Dios was an ancient Greek philosopher of uncertain date. Certain Pythagorean writings on aesthetics are ascribed to him. Two fragments found in Stobaeus under the title On Beauty (Περὶ καλλονῆς) are written in an artificial Doric Greek (pseudo-Doric), which was popular among pseudonymous Pythagorean authors. Dios's style is perhaps the most archaizing in the Pythagorean corpus. The fragments in Stobaeus come to some thirty lines of prose. They concern "the physical beauty of young men as a source of [eudaimonia]". Philosophically, the excerpt is not noticeably Pythagorean.

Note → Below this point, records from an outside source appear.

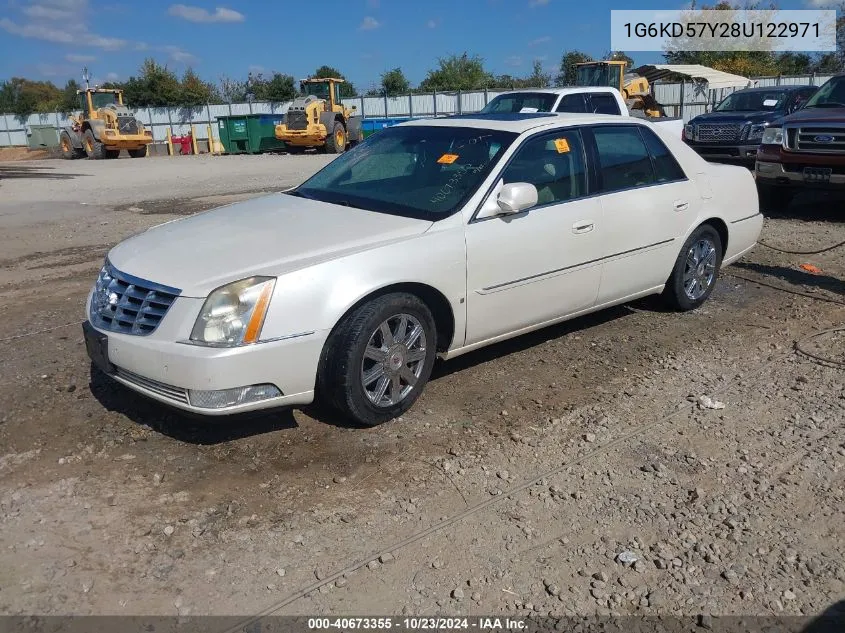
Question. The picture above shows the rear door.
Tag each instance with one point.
(648, 204)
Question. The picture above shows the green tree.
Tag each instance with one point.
(232, 90)
(69, 101)
(457, 72)
(566, 77)
(394, 82)
(155, 86)
(278, 88)
(193, 91)
(346, 88)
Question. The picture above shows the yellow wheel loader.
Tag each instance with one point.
(104, 127)
(318, 119)
(635, 89)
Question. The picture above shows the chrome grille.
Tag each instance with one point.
(826, 139)
(176, 394)
(296, 120)
(707, 133)
(123, 303)
(127, 125)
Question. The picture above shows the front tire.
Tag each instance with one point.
(336, 142)
(695, 271)
(93, 148)
(377, 361)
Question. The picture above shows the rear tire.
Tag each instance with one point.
(378, 359)
(336, 142)
(93, 148)
(774, 199)
(696, 270)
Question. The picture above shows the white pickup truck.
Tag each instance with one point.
(592, 99)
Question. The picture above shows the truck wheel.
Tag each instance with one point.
(774, 199)
(93, 148)
(336, 143)
(68, 152)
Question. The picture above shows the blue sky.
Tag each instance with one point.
(53, 39)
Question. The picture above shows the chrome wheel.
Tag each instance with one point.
(700, 269)
(393, 360)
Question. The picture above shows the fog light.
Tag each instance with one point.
(222, 398)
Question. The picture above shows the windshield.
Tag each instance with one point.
(318, 90)
(753, 101)
(420, 171)
(609, 75)
(831, 94)
(521, 102)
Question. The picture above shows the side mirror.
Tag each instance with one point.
(517, 196)
(508, 199)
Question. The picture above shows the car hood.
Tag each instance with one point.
(820, 115)
(270, 235)
(762, 116)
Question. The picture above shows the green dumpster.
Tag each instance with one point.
(41, 136)
(249, 133)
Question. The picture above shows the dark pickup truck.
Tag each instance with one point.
(806, 149)
(733, 131)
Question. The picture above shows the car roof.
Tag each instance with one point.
(775, 88)
(518, 122)
(560, 91)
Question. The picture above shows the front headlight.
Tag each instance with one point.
(757, 131)
(234, 314)
(773, 136)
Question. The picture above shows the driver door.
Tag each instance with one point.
(535, 266)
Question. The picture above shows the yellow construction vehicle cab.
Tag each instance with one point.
(317, 118)
(635, 89)
(103, 128)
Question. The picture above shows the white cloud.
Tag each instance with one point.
(60, 35)
(79, 59)
(369, 24)
(198, 14)
(178, 55)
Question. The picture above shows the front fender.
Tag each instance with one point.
(317, 297)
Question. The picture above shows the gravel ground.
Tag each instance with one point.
(636, 461)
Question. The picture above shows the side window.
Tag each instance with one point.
(554, 163)
(666, 168)
(603, 103)
(624, 161)
(572, 103)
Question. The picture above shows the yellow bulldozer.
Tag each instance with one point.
(318, 119)
(634, 88)
(103, 128)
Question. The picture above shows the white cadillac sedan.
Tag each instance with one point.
(432, 238)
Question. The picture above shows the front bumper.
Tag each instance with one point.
(185, 376)
(733, 152)
(781, 175)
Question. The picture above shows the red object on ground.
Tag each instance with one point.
(184, 143)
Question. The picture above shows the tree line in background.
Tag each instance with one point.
(156, 85)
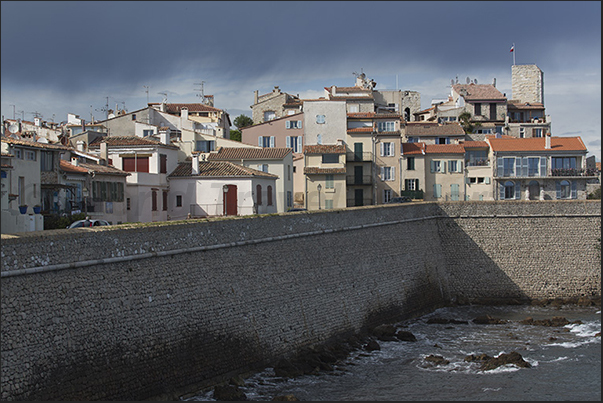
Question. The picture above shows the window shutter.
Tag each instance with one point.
(574, 190)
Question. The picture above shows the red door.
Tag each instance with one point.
(231, 200)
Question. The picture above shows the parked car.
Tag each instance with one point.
(401, 199)
(91, 223)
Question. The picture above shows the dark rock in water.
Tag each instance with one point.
(437, 360)
(489, 363)
(488, 320)
(285, 398)
(556, 321)
(229, 393)
(372, 345)
(404, 335)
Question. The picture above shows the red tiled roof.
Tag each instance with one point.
(449, 129)
(537, 144)
(479, 92)
(444, 149)
(215, 169)
(246, 153)
(128, 141)
(324, 149)
(323, 171)
(35, 144)
(413, 148)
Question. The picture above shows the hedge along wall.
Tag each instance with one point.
(137, 312)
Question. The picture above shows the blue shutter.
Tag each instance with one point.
(574, 190)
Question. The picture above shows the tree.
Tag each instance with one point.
(468, 126)
(242, 121)
(235, 135)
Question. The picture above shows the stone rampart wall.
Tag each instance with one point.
(132, 313)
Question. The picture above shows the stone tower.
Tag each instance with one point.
(527, 83)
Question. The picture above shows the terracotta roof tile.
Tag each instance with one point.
(444, 149)
(218, 169)
(324, 171)
(324, 149)
(536, 144)
(246, 153)
(479, 92)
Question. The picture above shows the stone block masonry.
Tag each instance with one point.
(135, 312)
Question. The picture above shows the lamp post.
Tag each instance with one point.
(225, 191)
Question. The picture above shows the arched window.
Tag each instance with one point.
(258, 196)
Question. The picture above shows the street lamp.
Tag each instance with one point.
(225, 190)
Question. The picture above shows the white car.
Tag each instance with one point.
(92, 223)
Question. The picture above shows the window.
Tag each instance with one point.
(438, 166)
(294, 142)
(266, 141)
(330, 158)
(293, 124)
(46, 160)
(258, 198)
(162, 163)
(205, 146)
(387, 149)
(154, 200)
(566, 189)
(387, 195)
(386, 126)
(388, 173)
(329, 181)
(437, 190)
(411, 184)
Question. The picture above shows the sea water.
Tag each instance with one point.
(565, 362)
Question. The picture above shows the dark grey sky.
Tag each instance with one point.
(60, 57)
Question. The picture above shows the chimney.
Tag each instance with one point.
(80, 145)
(163, 136)
(195, 166)
(104, 153)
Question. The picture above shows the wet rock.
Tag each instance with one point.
(436, 360)
(488, 320)
(404, 335)
(285, 398)
(229, 393)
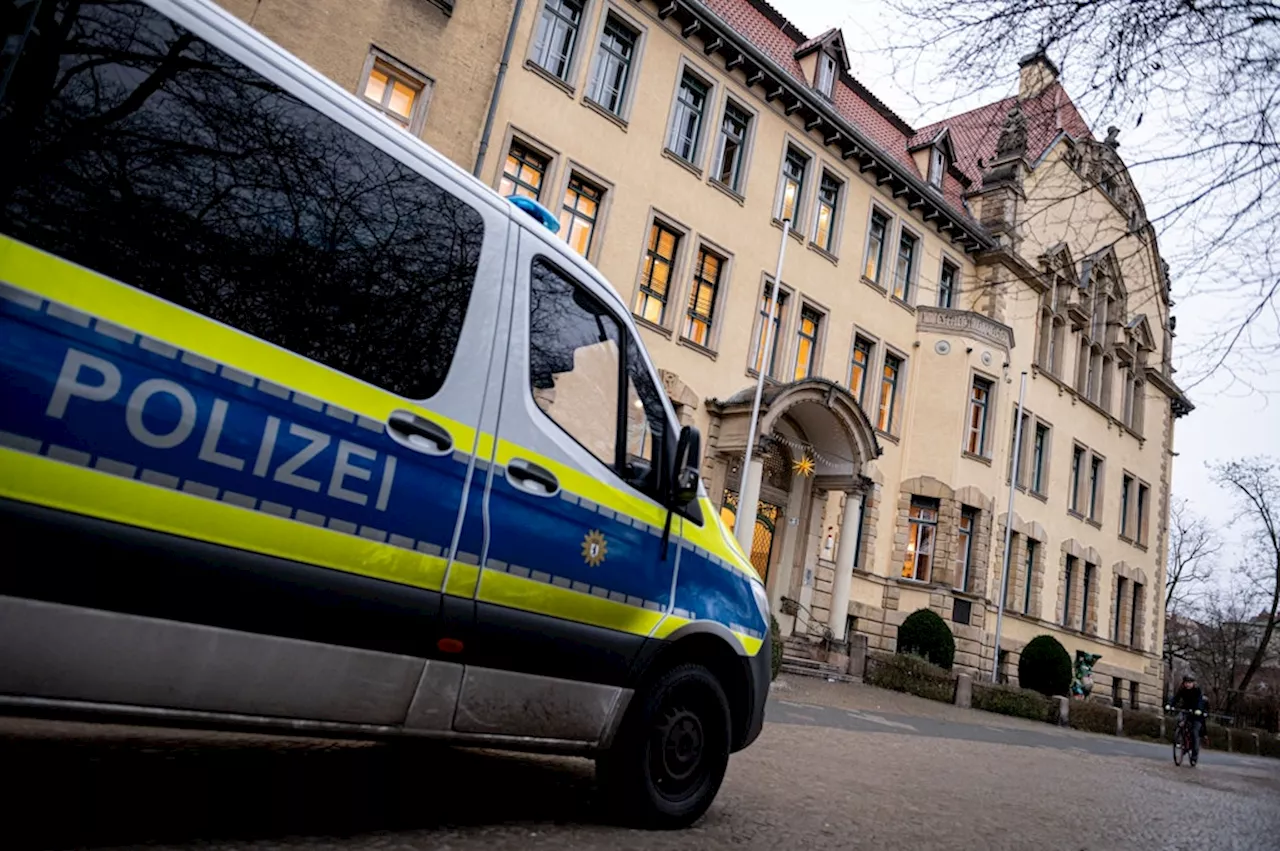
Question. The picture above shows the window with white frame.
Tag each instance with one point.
(398, 94)
(557, 36)
(731, 154)
(688, 118)
(611, 77)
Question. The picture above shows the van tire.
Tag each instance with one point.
(670, 755)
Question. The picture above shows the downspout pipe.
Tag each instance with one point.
(497, 88)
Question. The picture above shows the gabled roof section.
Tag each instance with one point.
(1048, 115)
(832, 40)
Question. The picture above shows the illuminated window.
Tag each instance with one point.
(920, 534)
(398, 94)
(795, 167)
(659, 260)
(828, 206)
(807, 342)
(702, 298)
(579, 214)
(524, 173)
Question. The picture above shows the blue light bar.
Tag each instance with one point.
(536, 211)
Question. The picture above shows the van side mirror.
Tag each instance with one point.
(684, 475)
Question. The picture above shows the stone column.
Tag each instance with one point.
(748, 501)
(849, 532)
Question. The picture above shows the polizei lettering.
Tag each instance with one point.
(233, 434)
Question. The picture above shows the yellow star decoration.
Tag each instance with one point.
(803, 466)
(594, 548)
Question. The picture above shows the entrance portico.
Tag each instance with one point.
(814, 447)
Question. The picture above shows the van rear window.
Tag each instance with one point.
(138, 151)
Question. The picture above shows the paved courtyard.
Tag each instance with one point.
(836, 767)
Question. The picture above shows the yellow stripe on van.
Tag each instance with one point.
(96, 494)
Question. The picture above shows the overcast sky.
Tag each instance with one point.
(1229, 420)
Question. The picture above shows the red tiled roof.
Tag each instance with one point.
(974, 133)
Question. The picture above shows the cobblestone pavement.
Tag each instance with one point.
(856, 776)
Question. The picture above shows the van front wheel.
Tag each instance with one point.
(668, 758)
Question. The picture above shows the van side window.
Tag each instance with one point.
(135, 149)
(575, 361)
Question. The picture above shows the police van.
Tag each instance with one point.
(305, 429)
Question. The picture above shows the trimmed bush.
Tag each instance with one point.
(1092, 717)
(1142, 724)
(1045, 667)
(776, 640)
(912, 675)
(924, 634)
(1011, 700)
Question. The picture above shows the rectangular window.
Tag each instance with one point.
(1141, 531)
(735, 126)
(1119, 608)
(1032, 547)
(612, 73)
(1095, 486)
(947, 284)
(762, 328)
(876, 237)
(1125, 502)
(1040, 458)
(1068, 577)
(686, 123)
(859, 369)
(524, 173)
(1077, 472)
(579, 214)
(979, 397)
(904, 273)
(659, 261)
(215, 200)
(1086, 594)
(888, 393)
(397, 94)
(922, 531)
(557, 36)
(795, 170)
(964, 548)
(828, 206)
(807, 342)
(702, 298)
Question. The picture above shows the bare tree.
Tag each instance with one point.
(1211, 71)
(1256, 485)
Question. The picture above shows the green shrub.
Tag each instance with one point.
(776, 640)
(1011, 700)
(1092, 717)
(924, 634)
(1045, 667)
(1142, 724)
(913, 675)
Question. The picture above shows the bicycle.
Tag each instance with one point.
(1183, 736)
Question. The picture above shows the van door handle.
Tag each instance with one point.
(533, 479)
(420, 434)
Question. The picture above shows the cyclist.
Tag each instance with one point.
(1188, 699)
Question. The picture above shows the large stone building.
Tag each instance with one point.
(926, 270)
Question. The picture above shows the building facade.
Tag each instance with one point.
(926, 270)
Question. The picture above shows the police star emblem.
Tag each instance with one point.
(594, 548)
(803, 466)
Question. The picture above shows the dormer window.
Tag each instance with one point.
(826, 73)
(937, 167)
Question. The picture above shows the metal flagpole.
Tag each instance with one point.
(743, 508)
(1009, 526)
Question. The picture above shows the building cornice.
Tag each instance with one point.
(818, 115)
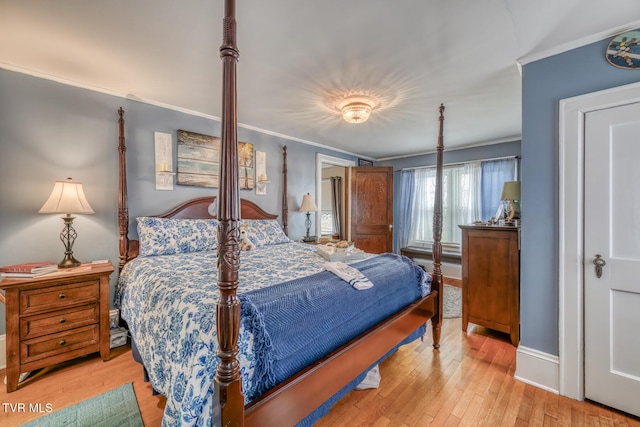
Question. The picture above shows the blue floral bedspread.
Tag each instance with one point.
(169, 304)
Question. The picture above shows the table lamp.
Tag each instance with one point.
(308, 206)
(67, 197)
(511, 194)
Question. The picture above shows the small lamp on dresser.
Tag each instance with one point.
(308, 206)
(67, 197)
(511, 194)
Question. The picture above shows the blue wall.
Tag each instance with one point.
(50, 131)
(545, 83)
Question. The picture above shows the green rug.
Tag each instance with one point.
(117, 407)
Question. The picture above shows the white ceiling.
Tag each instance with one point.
(298, 57)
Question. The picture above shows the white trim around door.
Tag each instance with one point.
(571, 223)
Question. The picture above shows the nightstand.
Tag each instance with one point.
(55, 318)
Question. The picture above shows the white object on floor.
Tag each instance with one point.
(349, 274)
(372, 380)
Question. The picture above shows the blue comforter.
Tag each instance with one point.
(169, 305)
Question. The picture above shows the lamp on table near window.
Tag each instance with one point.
(67, 197)
(308, 206)
(511, 194)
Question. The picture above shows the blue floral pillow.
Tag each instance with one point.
(265, 232)
(168, 236)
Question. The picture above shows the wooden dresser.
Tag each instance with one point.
(491, 278)
(57, 317)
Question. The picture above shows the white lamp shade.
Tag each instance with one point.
(308, 205)
(67, 197)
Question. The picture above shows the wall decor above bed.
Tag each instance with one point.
(199, 161)
(237, 324)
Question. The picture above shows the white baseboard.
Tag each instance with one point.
(538, 369)
(3, 351)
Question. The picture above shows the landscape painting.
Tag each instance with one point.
(199, 161)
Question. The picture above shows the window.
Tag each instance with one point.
(466, 187)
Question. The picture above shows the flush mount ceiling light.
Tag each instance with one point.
(356, 109)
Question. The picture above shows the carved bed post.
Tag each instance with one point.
(285, 206)
(123, 210)
(436, 322)
(228, 382)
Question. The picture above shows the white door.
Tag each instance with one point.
(612, 231)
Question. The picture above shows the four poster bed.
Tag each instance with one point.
(281, 333)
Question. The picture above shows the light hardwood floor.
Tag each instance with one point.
(469, 382)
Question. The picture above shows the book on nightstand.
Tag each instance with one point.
(28, 270)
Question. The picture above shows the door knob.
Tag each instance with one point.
(599, 263)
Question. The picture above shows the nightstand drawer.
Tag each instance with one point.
(51, 345)
(44, 324)
(56, 297)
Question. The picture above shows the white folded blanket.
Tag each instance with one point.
(349, 274)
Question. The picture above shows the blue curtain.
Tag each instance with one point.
(494, 174)
(407, 189)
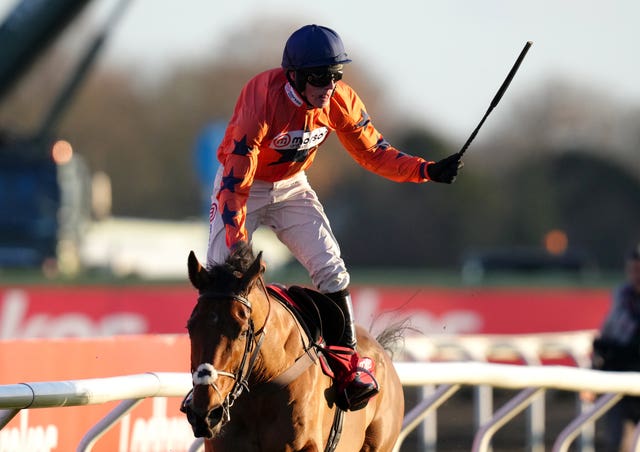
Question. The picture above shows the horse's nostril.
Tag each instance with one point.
(214, 417)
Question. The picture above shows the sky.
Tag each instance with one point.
(437, 62)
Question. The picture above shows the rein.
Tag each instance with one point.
(253, 345)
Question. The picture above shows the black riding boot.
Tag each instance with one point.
(359, 382)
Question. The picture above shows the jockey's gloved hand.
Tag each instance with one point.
(445, 170)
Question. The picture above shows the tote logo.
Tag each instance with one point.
(299, 139)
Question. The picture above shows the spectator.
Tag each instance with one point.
(618, 348)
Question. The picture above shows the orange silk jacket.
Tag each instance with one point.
(274, 134)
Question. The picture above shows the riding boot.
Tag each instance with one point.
(356, 382)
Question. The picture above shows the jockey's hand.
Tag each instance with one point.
(446, 169)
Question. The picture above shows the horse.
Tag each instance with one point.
(257, 386)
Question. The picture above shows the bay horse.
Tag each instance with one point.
(257, 386)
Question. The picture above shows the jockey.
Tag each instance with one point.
(281, 118)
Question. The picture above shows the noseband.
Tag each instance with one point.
(249, 357)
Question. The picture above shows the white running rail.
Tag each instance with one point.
(447, 377)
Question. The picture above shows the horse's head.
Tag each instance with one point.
(224, 339)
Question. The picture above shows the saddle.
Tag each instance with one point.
(319, 316)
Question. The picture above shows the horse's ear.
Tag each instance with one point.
(256, 269)
(196, 271)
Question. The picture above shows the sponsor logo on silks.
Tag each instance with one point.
(299, 139)
(293, 96)
(212, 211)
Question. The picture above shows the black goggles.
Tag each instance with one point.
(321, 79)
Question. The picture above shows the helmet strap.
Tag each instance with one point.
(299, 84)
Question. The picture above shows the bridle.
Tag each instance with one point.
(253, 343)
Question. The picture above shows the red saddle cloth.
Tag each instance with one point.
(353, 375)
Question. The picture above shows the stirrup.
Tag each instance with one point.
(360, 388)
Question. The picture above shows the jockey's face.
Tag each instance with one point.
(633, 273)
(319, 96)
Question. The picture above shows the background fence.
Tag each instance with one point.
(462, 361)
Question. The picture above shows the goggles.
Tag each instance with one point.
(322, 78)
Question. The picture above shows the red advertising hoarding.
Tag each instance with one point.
(27, 312)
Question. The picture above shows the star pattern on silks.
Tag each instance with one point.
(292, 155)
(229, 216)
(229, 182)
(241, 147)
(365, 119)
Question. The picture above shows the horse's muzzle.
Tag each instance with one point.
(204, 425)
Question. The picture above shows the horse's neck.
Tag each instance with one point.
(282, 343)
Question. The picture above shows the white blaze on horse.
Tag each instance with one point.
(257, 384)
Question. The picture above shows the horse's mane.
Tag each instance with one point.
(238, 261)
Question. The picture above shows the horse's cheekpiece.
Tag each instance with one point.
(230, 355)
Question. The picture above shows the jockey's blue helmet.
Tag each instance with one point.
(313, 46)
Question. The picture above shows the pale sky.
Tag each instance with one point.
(440, 62)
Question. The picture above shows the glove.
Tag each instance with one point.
(446, 169)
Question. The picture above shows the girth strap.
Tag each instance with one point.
(302, 363)
(336, 431)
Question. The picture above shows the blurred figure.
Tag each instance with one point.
(618, 348)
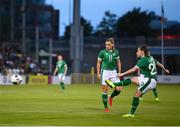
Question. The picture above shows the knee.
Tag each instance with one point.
(138, 93)
(105, 89)
(119, 88)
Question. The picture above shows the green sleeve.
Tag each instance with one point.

Given the artificiality of its language, the fragments attributed to Dios are "obviously ... unreliable". Possibly, the pseudonym Dios was intended to evoke the father of Hesiod, who lived in the 7th century BC. The writings, however, are much later, perhaps as late as the Hellenistic period. According to Hellanikos of Lesbos, Dios the father of Hesiod was descended from Orpheus. Dios (also called Endios or Odios) is among the Pythagoreans mentioned in Iamblichus' Vita Pythagorica (who probably derived his information from Aristoxenus).

A wise saying in a Coptic collection is attributed to a certain Dios, described as a student of the legendary Linos of Thrace. He should probably be identified with the obscure Pythagorean. The saying is found in the Vienna parchment fragment K944, copied at the White Monastery in the 10th or 11th century AD. It states simply, "Diligence (μελετή) is everything."